The proponents go on to argue that, if you believe the future payouts are all debts, there is a clear conflict between the law that establishes the debt ceiling, which will get in the way of paying them when due, and thus the 14th Amendment is violated by the debt ceiling.  Again, the premise is wrong but, in any case, there are multiple obvious answers to this. 

First, there are legally other means of paying those obligations, even if they are "debts", such as collecting taxes, printing money or selling federal property.  So there is no blatant conflict per se; rather, there are actually thousands of laws and plans and decisions that don't completely harmonize.  It's their sum that is in alleged conflict with the Constitution, as so interpreted, not the debt ceiling law alone. 

Second, even assuming a conflict exists between two statutes and further assuming it violates the Constitution, both of which I think are incorrect, nothing in that argument proves that the debt ceiling is the law that gets called un-Constitutional.  The debt ceiling limits payments under other laws, but the other laws call for payments that violate the debt ceiling law. It's a chicken and egg argument logically. The conflict can be harmonized just as logically by holding every appropriations bill passed after the debt ceiling was first adopted to be un-Constitutional.

2.  "Validity" is a legal concept in regards to a payment obligation.  It is not a financial representation or warranty or anything assuring means of payment.  It is customary in loan documentation for the borrower to represent when the loan is made that it is valid; a typical phrase is "legal, valid and binding".  That says nothing about whether the borrower will be able to pay when due, which will depend on events occurring after the loan is disbursed. For a large enough loan, a supporting legal opinion may be required by the lender, but when a lawyer says "the loan is legal, valid and binding on the borrower" no one understands that to mean the lawyer is opining on the non-legal topic of whether the loan will in fact be paid when due.  For a business borrower, payback of a debt will depend on the performance of its business and the degree of solvency and liquidity when payment approaches.  For a government borrower, it will depend upon the appropriations process and its access to capital markets.  A creditor concerned about security of payment may take collateral.  None of these concerns are legal questions having anything to do with "validity". 
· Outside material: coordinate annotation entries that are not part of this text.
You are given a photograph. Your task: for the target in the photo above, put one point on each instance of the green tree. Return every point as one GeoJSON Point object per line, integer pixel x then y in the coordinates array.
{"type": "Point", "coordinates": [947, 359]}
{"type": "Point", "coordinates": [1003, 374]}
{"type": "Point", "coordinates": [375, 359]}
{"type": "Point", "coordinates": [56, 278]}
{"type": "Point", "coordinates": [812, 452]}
In the context of a debt issuance by a legal, as opposed to a natural, person, "validity" just means that all the legal steps that the entity's governing rules establish for debt issuance have been taken appropriately, and there are no legal restrictions binding on the entity being breached by the particular issuance.  It says nothing about whether the steps necessary to have funds on hand to repay the debt when due have or will take place.  Validity is a necessary but not sufficient condition to getting a judgment in the creditor's favor in a court, but that's all; invalid debts may be paid back voluntarily and valid debts may go unpaid due to financial circumstances. For example, a credit card debt may be "valid" for purposes of getting a court judgment, but the debtor may be judgment-proof, having no assets or income available to satisfy the debt, and the debt will go uncollected.  A debt may also be valid for purposes of being allowed as a claim in bankruptcy, but the debt may be discharged without payment in full.  Whether a debt is valid or not is a legal issue but not the same as a financial issue.  
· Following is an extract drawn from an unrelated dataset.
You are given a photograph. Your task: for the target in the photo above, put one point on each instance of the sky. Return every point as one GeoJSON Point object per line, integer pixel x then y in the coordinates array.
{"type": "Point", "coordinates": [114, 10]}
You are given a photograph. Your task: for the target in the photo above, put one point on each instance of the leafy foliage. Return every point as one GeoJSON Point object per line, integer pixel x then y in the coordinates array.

In sum, there is no credible argument that the President has unilateral authority to issue debt for borrowed money, under or in excess of the debt ceiling; the debt ceiling is not un-Constitutional under the 14th Amendment; and default in payment when due of  "debts of the United States" does not question the "validity" of that debt.  The "14th Amendment solution" is even less plausible legally than the trillion dollar coin proposal which I discussed yesterday.